Good morning, Tom. Well, actually, it was very much a situation where the agency had indicated they would be considering this product for priority review. Obviously we had requested priority review when we made the application. They said they would consider it, and basically that's the length of time it took them to consider it.

So this isn't unusual, is what you're saying?

I've never really done my homework to find out what kind of -- what the statistics are on this, so I really can't comment on it, but it was just -- it was a very simple dialogue with the FDA. Are we going to have priority review or not? Then eventually they said, yes, we're going to grant it based on this indication.

So they didn't ask for more data or anything?

No, there was nothing linking it with the decision. The granting priority review was based simply on the indication, GHIS, the unmet medical need, and had nothing to do with the data set that we had provided.

Okay. If I can follow-up on Matt's question, in terms of Avecia, where are you with three conformance lots and stability lots? Is that all done?

We've provided the information in our CMC-section to the FDA, and we're simply now waiting for an inspection or the review of that CMC, we've had a certain amount of dialogue go back and forth as part of the review, and everything appears to be on track.

So the stability lots and things like that are done?

Yes. It fulfills the needs of our program.

And what is the expected stability? Is it six months for a product like this?

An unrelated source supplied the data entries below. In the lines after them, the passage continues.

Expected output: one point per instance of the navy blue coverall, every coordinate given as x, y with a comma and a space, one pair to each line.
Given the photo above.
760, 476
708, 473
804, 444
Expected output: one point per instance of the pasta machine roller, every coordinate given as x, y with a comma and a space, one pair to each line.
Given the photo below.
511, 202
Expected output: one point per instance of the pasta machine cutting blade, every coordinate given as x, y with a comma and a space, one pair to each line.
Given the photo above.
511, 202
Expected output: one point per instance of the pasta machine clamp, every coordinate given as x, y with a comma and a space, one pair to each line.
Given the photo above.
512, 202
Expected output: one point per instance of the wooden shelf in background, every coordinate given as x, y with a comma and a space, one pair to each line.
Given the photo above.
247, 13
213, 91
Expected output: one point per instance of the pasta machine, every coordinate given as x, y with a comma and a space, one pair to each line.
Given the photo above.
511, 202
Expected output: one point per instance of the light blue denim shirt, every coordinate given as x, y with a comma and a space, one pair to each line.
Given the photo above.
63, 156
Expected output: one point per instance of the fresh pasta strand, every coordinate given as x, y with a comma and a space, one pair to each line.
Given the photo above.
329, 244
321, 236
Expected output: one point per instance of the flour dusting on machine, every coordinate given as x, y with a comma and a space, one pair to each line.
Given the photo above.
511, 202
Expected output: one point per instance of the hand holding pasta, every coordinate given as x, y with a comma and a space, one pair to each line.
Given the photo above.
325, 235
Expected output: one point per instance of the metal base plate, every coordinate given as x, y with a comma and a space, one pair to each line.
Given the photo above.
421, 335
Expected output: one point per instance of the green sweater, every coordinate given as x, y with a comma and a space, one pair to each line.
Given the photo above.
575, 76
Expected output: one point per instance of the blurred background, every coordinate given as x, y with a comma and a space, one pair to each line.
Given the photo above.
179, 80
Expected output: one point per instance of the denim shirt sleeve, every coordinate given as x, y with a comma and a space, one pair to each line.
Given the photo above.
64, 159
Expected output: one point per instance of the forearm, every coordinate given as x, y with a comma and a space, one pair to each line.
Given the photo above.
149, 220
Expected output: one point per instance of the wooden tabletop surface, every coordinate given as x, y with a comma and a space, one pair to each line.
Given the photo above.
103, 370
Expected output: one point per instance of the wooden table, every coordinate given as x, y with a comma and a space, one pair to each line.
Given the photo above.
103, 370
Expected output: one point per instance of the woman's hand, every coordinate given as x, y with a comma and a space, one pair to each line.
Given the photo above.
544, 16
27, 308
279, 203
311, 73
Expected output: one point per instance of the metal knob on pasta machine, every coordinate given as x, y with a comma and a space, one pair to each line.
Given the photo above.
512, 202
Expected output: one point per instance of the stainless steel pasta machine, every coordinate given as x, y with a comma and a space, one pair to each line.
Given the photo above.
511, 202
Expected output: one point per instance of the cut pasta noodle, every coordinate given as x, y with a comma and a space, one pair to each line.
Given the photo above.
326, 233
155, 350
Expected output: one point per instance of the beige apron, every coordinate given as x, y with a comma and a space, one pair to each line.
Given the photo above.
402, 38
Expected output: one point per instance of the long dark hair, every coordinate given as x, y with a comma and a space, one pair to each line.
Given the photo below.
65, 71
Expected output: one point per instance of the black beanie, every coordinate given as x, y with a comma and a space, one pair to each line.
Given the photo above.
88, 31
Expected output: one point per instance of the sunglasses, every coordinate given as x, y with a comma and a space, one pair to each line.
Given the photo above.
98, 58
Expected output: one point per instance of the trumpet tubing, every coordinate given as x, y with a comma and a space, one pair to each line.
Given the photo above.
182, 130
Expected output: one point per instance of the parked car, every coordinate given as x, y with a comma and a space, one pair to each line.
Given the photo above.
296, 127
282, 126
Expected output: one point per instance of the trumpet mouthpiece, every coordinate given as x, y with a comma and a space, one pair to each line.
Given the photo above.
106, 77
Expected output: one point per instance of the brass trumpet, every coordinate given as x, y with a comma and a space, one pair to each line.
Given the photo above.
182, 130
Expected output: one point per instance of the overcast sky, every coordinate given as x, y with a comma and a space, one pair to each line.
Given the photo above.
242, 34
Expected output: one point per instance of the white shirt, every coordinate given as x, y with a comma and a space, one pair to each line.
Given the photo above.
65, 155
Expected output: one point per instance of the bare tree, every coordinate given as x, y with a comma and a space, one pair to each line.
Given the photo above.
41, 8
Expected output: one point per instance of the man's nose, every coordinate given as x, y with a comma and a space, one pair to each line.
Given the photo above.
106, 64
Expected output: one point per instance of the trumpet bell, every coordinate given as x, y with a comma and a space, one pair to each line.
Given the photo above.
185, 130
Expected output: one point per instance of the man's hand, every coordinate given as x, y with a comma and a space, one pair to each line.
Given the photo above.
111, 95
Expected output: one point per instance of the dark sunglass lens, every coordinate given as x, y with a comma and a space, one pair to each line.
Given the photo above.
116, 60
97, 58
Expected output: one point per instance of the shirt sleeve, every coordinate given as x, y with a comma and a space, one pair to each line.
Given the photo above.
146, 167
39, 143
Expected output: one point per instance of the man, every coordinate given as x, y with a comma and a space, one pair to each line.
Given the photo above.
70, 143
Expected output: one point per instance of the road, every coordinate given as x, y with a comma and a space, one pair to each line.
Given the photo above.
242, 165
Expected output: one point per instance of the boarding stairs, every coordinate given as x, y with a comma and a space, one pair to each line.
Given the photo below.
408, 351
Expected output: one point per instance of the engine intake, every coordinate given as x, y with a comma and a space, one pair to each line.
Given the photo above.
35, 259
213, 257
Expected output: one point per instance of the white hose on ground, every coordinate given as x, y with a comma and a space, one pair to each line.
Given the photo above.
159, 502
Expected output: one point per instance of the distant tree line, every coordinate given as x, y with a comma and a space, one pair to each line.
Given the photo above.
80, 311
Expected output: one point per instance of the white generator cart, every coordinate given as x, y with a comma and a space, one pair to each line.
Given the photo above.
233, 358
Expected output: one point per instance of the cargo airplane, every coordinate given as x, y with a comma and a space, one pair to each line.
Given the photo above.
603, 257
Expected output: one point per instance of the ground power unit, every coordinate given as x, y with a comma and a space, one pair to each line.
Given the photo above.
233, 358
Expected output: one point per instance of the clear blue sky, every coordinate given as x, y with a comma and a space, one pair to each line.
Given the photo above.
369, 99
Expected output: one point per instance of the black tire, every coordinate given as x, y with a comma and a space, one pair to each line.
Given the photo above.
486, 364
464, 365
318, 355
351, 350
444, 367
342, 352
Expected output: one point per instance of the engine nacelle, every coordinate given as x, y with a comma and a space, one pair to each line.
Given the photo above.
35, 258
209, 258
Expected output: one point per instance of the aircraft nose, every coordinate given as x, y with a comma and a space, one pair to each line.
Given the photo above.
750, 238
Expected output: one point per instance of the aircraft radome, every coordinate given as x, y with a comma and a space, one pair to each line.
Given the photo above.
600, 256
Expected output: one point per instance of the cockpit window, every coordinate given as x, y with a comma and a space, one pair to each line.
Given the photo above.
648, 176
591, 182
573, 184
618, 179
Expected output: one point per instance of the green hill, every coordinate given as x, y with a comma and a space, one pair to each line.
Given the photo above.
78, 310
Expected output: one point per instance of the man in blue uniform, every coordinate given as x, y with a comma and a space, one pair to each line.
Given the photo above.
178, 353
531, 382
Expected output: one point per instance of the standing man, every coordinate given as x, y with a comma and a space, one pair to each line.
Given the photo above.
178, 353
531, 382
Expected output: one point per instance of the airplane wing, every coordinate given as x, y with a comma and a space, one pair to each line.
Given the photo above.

Oh, the absolute shelf life that we'll be putting on the product, I'm not sure if we've made that final determination but we have stability data that takes this product back several years.

Thanks.

It clearly has to be stored under distinct conditions.

Understood, understood.

Thank you. Ladies and gentlemen, there are no further questions at this time. I will now turn the conference back over to your host to conclude.

Well, thank you, ladies and gentlemen, for listening in to this call this morning, and I look forward to keeping you updated on our progress, and with that I will say thank you and good morning.

Thank you. Ladies and gentlemen, this concludes today's conference. Thank you all for your participation.